Transform output shape varies by document type and your configured transform. Parse it against your own schema.

```python
output = client.get_transform_output(doc.document_id)
```

---

## Best practices

**Use the context manager.** It closes the underlying HTTP connection cleanly.

```python
with KiwiClient(api_key="your-api-key") as client:
    doc = client.upload_document("invoice.pdf", doc_type="invoice")
```

**Always set `external_id`.** It ties the document back to your system's record 

**Handle errors explicitly.** The client raises typed exceptions — catch what you care about.

```python
from hitchhikers import AuthenticationError, NotFoundError, APIError

try:
    detail = client.get_document(document_id)
except NotFoundError:
    # document doesn't exist
    ...
except AuthenticationError:
    # bad or expired API key
    ...
except APIError as e:
    # unexpected 4xx or 5xx
    print(e.status_code, e)
```

**Retries are on by default.** `KiwiClient` retries on 5xx errors and network failures with exponential backoff (2 attempts by default). Set `max_retries=0` to disable.

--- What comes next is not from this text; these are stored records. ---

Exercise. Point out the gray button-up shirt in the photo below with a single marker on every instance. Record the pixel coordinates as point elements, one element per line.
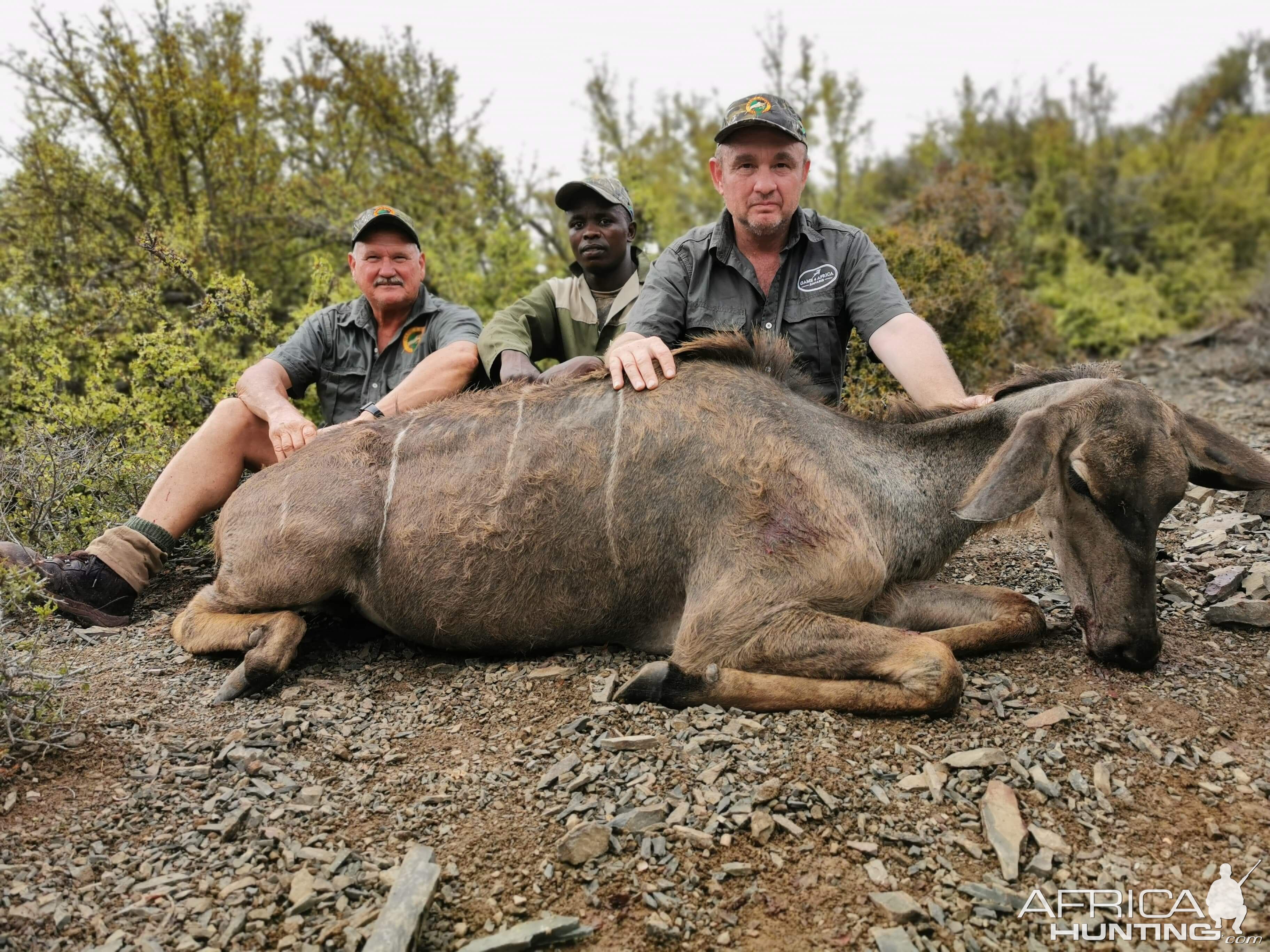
<point>831,278</point>
<point>338,350</point>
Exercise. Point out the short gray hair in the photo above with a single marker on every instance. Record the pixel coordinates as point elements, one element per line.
<point>726,144</point>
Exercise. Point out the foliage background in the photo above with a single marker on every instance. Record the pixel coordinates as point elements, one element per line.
<point>176,211</point>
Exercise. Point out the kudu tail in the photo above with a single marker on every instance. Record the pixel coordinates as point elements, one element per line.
<point>270,640</point>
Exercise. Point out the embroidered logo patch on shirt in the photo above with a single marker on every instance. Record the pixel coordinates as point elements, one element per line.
<point>817,278</point>
<point>411,339</point>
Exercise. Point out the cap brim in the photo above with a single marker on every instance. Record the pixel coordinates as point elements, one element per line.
<point>386,221</point>
<point>572,192</point>
<point>728,131</point>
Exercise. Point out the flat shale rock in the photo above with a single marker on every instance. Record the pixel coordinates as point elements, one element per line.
<point>1047,719</point>
<point>585,842</point>
<point>1225,583</point>
<point>540,934</point>
<point>898,905</point>
<point>407,907</point>
<point>1241,611</point>
<point>980,757</point>
<point>637,742</point>
<point>761,826</point>
<point>1048,840</point>
<point>639,819</point>
<point>1004,827</point>
<point>893,940</point>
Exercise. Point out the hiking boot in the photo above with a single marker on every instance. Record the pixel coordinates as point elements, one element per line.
<point>80,584</point>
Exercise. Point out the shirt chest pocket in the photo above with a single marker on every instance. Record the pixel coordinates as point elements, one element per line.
<point>339,390</point>
<point>812,329</point>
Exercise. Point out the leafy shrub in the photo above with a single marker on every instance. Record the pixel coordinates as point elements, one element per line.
<point>35,713</point>
<point>953,291</point>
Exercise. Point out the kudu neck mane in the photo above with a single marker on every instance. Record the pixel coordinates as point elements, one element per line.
<point>915,465</point>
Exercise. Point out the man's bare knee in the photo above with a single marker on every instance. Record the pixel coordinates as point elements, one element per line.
<point>233,414</point>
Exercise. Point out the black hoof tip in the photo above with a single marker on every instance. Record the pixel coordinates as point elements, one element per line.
<point>646,686</point>
<point>664,683</point>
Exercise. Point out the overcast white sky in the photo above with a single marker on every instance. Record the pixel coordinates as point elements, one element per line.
<point>533,59</point>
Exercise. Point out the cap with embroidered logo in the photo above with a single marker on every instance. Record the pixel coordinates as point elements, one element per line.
<point>384,215</point>
<point>762,110</point>
<point>607,188</point>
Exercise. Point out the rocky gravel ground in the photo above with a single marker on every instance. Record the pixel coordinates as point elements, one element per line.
<point>281,820</point>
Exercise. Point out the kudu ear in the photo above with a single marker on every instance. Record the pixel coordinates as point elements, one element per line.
<point>1015,476</point>
<point>1218,460</point>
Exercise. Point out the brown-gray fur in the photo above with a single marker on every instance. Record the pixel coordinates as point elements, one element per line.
<point>779,552</point>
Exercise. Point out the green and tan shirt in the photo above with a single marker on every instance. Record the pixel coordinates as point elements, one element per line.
<point>338,350</point>
<point>559,319</point>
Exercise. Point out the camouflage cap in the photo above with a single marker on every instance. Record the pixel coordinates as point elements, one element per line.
<point>610,190</point>
<point>384,215</point>
<point>762,110</point>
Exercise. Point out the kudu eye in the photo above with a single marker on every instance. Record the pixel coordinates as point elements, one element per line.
<point>1077,484</point>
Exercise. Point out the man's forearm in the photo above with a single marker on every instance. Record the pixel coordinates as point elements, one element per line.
<point>912,352</point>
<point>263,390</point>
<point>439,375</point>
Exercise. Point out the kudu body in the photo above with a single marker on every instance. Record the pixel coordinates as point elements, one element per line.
<point>779,552</point>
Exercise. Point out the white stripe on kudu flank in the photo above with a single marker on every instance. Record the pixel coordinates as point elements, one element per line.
<point>286,505</point>
<point>610,485</point>
<point>516,436</point>
<point>388,493</point>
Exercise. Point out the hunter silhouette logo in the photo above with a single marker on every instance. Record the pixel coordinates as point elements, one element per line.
<point>1225,899</point>
<point>1147,914</point>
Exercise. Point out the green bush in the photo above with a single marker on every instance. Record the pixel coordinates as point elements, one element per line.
<point>953,291</point>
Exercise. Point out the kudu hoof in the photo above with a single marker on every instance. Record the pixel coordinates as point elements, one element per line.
<point>646,686</point>
<point>664,683</point>
<point>238,685</point>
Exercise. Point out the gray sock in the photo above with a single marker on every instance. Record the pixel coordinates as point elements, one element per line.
<point>155,533</point>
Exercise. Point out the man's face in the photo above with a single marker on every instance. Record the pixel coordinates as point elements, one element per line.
<point>388,267</point>
<point>600,234</point>
<point>761,173</point>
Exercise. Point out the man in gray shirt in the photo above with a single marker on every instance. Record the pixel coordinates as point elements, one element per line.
<point>771,267</point>
<point>394,348</point>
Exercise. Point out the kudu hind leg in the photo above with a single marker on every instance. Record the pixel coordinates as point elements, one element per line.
<point>806,660</point>
<point>968,619</point>
<point>270,640</point>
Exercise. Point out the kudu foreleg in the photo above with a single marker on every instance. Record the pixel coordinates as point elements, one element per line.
<point>805,660</point>
<point>270,640</point>
<point>968,619</point>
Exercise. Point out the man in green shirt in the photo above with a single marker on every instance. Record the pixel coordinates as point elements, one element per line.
<point>573,319</point>
<point>394,348</point>
<point>771,267</point>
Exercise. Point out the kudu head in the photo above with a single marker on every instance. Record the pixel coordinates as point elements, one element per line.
<point>1103,468</point>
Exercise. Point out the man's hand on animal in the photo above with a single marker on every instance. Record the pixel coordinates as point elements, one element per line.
<point>290,432</point>
<point>516,367</point>
<point>635,357</point>
<point>572,368</point>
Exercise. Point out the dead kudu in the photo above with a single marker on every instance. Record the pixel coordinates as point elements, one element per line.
<point>779,552</point>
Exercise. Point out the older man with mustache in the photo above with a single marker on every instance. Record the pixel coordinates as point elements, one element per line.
<point>769,266</point>
<point>394,348</point>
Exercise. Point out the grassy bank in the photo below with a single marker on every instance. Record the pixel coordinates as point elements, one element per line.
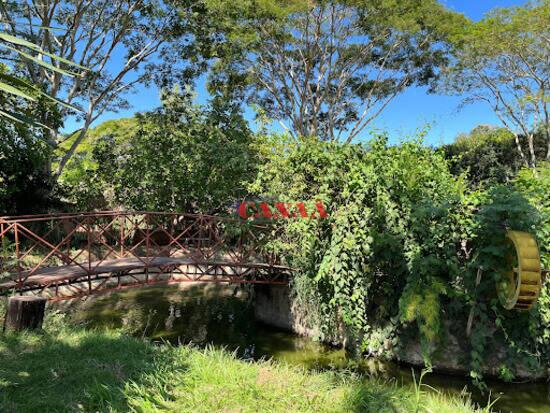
<point>74,369</point>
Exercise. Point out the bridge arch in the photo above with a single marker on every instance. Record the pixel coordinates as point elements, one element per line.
<point>69,255</point>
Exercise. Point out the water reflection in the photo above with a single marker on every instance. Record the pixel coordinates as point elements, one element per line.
<point>223,316</point>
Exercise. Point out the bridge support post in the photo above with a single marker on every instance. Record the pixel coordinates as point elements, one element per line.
<point>25,313</point>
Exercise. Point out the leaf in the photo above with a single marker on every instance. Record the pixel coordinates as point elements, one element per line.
<point>15,91</point>
<point>22,119</point>
<point>16,40</point>
<point>42,63</point>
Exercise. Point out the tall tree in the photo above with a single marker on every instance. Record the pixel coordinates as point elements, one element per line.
<point>117,40</point>
<point>504,61</point>
<point>326,68</point>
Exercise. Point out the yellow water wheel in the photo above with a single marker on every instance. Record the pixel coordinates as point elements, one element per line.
<point>520,288</point>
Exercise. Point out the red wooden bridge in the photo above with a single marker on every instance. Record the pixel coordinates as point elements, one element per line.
<point>64,256</point>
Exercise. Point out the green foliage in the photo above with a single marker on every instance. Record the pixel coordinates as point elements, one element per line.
<point>25,184</point>
<point>502,61</point>
<point>403,243</point>
<point>84,186</point>
<point>71,369</point>
<point>391,236</point>
<point>324,69</point>
<point>489,155</point>
<point>13,85</point>
<point>181,157</point>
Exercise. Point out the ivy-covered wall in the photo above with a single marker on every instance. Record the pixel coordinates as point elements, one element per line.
<point>397,260</point>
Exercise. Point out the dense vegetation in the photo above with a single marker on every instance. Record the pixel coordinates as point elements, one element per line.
<point>409,227</point>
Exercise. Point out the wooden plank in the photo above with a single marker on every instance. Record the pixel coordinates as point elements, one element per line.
<point>67,272</point>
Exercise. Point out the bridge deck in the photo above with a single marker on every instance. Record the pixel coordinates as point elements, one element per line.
<point>52,275</point>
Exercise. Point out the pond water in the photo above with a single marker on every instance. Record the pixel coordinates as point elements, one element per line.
<point>222,316</point>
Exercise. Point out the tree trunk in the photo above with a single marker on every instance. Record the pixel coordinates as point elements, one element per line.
<point>25,313</point>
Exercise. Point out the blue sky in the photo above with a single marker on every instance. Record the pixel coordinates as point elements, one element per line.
<point>411,111</point>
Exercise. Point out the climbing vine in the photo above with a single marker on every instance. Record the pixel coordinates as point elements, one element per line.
<point>401,250</point>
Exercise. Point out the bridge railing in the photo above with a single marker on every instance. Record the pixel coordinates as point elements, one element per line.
<point>29,244</point>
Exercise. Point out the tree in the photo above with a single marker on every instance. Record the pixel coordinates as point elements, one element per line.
<point>13,86</point>
<point>91,33</point>
<point>503,60</point>
<point>180,157</point>
<point>326,68</point>
<point>488,154</point>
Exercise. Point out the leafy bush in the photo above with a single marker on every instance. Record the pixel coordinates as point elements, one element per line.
<point>403,243</point>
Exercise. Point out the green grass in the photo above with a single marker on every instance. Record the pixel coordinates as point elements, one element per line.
<point>73,369</point>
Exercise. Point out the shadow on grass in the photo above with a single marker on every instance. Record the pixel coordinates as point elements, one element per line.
<point>79,371</point>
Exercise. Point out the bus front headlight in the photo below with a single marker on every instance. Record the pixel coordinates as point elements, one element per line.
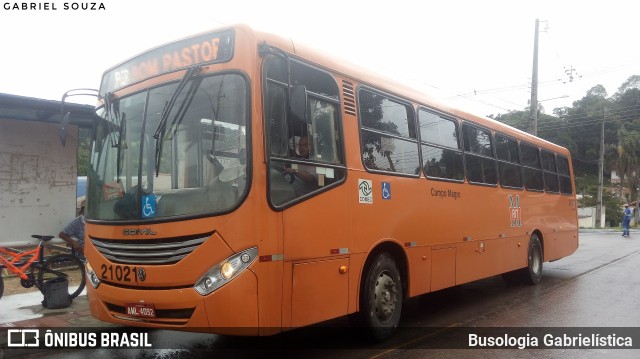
<point>225,271</point>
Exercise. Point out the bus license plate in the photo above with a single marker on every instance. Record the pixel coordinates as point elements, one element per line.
<point>140,310</point>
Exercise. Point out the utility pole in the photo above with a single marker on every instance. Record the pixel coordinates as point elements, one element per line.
<point>533,107</point>
<point>601,173</point>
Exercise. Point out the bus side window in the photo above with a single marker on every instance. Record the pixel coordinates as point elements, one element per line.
<point>550,172</point>
<point>531,167</point>
<point>389,141</point>
<point>508,162</point>
<point>305,154</point>
<point>441,152</point>
<point>564,175</point>
<point>480,164</point>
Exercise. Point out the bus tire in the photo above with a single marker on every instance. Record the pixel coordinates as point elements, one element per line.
<point>381,298</point>
<point>533,273</point>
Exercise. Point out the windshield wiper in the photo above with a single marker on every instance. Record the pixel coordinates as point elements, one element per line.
<point>162,125</point>
<point>120,144</point>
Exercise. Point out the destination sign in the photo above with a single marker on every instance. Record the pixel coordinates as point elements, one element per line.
<point>202,49</point>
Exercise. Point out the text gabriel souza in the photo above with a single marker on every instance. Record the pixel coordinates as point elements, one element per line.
<point>26,6</point>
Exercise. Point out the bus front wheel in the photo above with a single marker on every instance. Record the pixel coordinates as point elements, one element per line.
<point>533,273</point>
<point>381,298</point>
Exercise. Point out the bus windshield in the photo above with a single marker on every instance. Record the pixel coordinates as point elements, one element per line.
<point>191,161</point>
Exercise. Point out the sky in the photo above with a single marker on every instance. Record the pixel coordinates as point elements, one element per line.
<point>474,55</point>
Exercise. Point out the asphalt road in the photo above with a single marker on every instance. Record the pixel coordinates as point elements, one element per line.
<point>596,290</point>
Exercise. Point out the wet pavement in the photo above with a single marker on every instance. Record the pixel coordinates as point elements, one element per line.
<point>597,287</point>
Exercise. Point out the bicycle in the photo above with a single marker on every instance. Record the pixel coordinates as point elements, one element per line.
<point>29,263</point>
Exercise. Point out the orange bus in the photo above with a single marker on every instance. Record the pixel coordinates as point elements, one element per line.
<point>242,183</point>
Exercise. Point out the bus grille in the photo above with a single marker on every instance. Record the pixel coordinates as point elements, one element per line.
<point>155,251</point>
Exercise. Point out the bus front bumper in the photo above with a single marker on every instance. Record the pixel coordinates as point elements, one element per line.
<point>232,309</point>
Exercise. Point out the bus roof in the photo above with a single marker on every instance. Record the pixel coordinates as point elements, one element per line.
<point>362,75</point>
<point>331,63</point>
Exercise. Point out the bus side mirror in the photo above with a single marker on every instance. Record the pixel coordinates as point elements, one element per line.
<point>298,102</point>
<point>62,130</point>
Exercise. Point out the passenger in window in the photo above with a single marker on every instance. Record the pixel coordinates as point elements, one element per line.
<point>303,177</point>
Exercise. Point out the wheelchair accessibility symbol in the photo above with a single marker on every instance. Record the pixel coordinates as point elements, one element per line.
<point>149,206</point>
<point>386,190</point>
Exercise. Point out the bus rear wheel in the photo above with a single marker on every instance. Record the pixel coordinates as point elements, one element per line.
<point>533,273</point>
<point>381,298</point>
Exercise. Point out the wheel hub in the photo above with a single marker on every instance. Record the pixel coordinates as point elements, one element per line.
<point>386,297</point>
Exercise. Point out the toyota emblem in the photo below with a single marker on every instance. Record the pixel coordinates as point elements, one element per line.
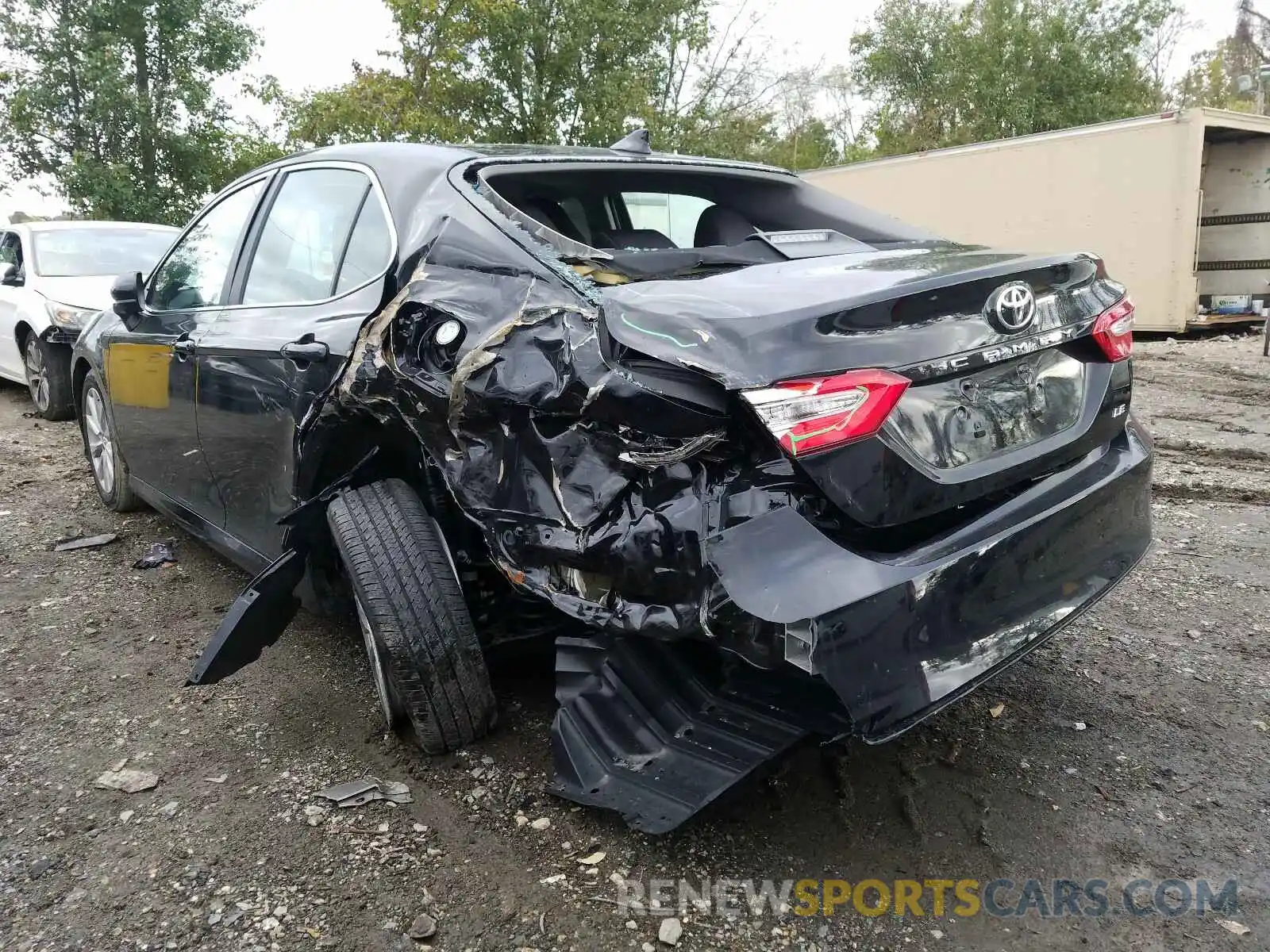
<point>1013,308</point>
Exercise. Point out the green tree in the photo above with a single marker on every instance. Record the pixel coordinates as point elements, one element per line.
<point>114,99</point>
<point>1212,79</point>
<point>939,73</point>
<point>572,71</point>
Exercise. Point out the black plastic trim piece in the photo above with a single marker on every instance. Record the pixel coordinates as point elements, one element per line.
<point>643,733</point>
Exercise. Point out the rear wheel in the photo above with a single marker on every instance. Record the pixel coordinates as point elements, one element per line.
<point>427,664</point>
<point>110,470</point>
<point>48,378</point>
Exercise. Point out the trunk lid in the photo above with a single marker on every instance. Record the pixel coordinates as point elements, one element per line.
<point>990,408</point>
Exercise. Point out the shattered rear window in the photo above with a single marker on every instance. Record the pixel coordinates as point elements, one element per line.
<point>619,222</point>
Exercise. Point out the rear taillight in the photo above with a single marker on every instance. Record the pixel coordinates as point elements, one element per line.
<point>810,416</point>
<point>1114,330</point>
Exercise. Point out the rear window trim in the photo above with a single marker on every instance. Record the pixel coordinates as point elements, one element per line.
<point>471,175</point>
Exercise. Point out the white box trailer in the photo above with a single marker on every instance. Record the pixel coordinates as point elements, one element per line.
<point>1178,205</point>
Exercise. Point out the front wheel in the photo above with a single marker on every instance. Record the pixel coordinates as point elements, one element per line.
<point>110,470</point>
<point>48,378</point>
<point>429,668</point>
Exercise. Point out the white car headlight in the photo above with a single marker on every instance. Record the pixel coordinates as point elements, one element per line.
<point>67,317</point>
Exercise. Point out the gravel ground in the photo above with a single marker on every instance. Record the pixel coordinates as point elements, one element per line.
<point>1132,746</point>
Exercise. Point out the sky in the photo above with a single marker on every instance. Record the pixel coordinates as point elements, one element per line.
<point>313,44</point>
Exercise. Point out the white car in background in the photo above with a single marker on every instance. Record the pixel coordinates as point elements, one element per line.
<point>54,277</point>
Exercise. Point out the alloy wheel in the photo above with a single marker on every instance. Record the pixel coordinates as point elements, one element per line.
<point>37,374</point>
<point>101,441</point>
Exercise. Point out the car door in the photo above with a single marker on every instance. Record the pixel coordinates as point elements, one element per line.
<point>150,372</point>
<point>313,273</point>
<point>10,298</point>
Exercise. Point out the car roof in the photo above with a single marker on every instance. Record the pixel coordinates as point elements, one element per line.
<point>410,167</point>
<point>67,225</point>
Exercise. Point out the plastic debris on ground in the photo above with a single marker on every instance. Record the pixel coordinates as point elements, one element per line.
<point>73,545</point>
<point>365,790</point>
<point>159,554</point>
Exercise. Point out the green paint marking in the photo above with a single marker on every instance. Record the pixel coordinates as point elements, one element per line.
<point>656,334</point>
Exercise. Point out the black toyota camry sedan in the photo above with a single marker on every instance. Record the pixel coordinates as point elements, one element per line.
<point>765,463</point>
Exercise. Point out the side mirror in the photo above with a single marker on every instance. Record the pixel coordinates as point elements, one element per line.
<point>126,292</point>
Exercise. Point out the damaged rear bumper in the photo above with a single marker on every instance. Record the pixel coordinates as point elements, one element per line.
<point>897,640</point>
<point>901,638</point>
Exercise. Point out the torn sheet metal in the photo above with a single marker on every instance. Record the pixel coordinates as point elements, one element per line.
<point>591,484</point>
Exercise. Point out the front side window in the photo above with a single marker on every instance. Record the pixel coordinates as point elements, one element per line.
<point>305,238</point>
<point>194,273</point>
<point>78,253</point>
<point>10,249</point>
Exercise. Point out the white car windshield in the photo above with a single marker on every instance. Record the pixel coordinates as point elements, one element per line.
<point>73,253</point>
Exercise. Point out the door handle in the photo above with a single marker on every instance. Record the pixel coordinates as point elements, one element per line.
<point>305,351</point>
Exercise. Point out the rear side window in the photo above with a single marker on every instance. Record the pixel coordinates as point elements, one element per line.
<point>305,236</point>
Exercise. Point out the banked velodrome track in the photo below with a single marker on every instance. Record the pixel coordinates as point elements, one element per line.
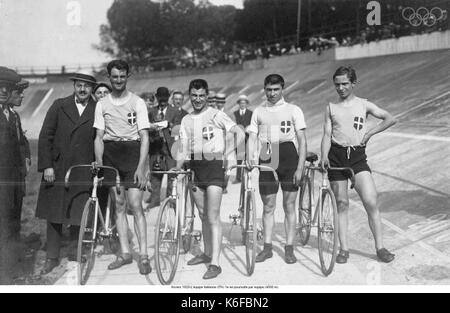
<point>411,164</point>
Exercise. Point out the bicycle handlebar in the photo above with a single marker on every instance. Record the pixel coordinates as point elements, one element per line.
<point>94,169</point>
<point>252,167</point>
<point>178,173</point>
<point>339,169</point>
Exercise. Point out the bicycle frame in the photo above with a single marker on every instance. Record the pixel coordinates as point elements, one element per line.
<point>96,181</point>
<point>180,214</point>
<point>310,172</point>
<point>247,183</point>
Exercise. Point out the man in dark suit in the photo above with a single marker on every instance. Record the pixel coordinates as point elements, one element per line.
<point>243,118</point>
<point>9,176</point>
<point>15,100</point>
<point>163,118</point>
<point>66,139</point>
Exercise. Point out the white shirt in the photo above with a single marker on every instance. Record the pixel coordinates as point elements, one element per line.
<point>80,106</point>
<point>278,123</point>
<point>121,119</point>
<point>205,132</point>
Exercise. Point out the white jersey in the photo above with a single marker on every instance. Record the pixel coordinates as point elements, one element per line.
<point>349,122</point>
<point>204,133</point>
<point>277,124</point>
<point>121,119</point>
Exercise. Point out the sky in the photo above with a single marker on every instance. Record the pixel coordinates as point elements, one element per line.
<point>52,33</point>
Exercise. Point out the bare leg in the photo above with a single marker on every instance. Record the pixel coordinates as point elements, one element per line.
<point>213,200</point>
<point>365,186</point>
<point>135,203</point>
<point>340,190</point>
<point>269,202</point>
<point>290,221</point>
<point>121,218</point>
<point>199,199</point>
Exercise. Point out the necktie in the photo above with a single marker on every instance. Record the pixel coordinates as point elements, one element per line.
<point>6,113</point>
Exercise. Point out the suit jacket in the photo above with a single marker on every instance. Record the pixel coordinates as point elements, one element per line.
<point>24,144</point>
<point>243,120</point>
<point>9,144</point>
<point>162,144</point>
<point>66,139</point>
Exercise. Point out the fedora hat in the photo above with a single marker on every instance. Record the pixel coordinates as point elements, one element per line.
<point>84,78</point>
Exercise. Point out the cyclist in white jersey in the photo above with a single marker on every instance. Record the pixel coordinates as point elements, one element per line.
<point>280,128</point>
<point>202,141</point>
<point>344,145</point>
<point>122,141</point>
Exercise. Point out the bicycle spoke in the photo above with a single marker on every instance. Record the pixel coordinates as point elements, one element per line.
<point>167,243</point>
<point>327,233</point>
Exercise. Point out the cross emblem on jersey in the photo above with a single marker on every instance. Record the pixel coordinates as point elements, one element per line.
<point>132,118</point>
<point>208,133</point>
<point>286,126</point>
<point>359,123</point>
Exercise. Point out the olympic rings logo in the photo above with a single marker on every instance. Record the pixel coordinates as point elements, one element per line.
<point>424,16</point>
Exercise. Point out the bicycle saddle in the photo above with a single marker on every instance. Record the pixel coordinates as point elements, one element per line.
<point>311,157</point>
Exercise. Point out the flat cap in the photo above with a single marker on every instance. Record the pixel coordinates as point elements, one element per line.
<point>8,76</point>
<point>211,95</point>
<point>23,84</point>
<point>220,97</point>
<point>162,93</point>
<point>243,98</point>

**Attributes are empty until processing completes.** `get_document_attributes` returns an empty list while the document is still in `NEW`, `EXTRACTED`, or `TRANSFORMED` state. Always check `DocumentState.is_done` first.

---

## How it works

`KiwiClient` wraps the Kiwi Data REST API with typed request/response models via Pydantic and automatic retry logic via Tenacity. Documents move through a state machine: `NEW` → `EXTRACTED` → `TRANSFORMED` → `PUBLISHED`, with `HUMAN_REVIEW` as a gate before final publish when the AI's confidence is low. Extraction attributes and transform outputs are available once the document clears its processing stage.

---

## Project structure

```
hitchhikers/
├── src/hitchhikers/
│   ├── client.py          # KiwiClient — all API methods live here
│   ├── enums.py           # DocumentState with is_done / is_error helpers
│   ├── exceptions.py      # APIError, AuthenticationError, NotFoundError
│   └── schemas/
│       ├── v1.py          # Upload and document schemas (codegen from OpenAPI)
│       └── v2.py          # Detail, list, and attribute schemas (codegen from OpenAPI)
├── tests/                 # Unit tests, mocked with respx
├── features/              # BDD feature specs (Gherkin)
└── pyproject.toml
```

---

## Contributing

This is a reference implementation. PRs that fix real issues are welcome. Feature requests belong in a conversation with the Kiwi Data team.

**Setup:**

```bash
uv sync --extra dev
```

**Run tests:**

```bash
pytest
```

**Lint and type-check:**

```bash
black src tests
flake8 src tests
pyright src
```

**Commit conventions.** Use [Conventional Commits](https://www.conventionalcommits.org/):

| Prefix | When |
|--------|------|
| `feat:` | New capability |
| `fix:` | Bug fix |
| `chore:` | Tooling, deps, CI |
| `docs:` | README, docstrings only |
| `refactor:` | No behavior change |
| `test:` | Tests only |

Keep commits atomic — one logical change per commit. Don't bundle unrelated fixes.

**Branch naming:** `feat/short-description`, `fix/short-description`.

---

## License

[MIT](LICENSE). So long, and thanks for all the fish.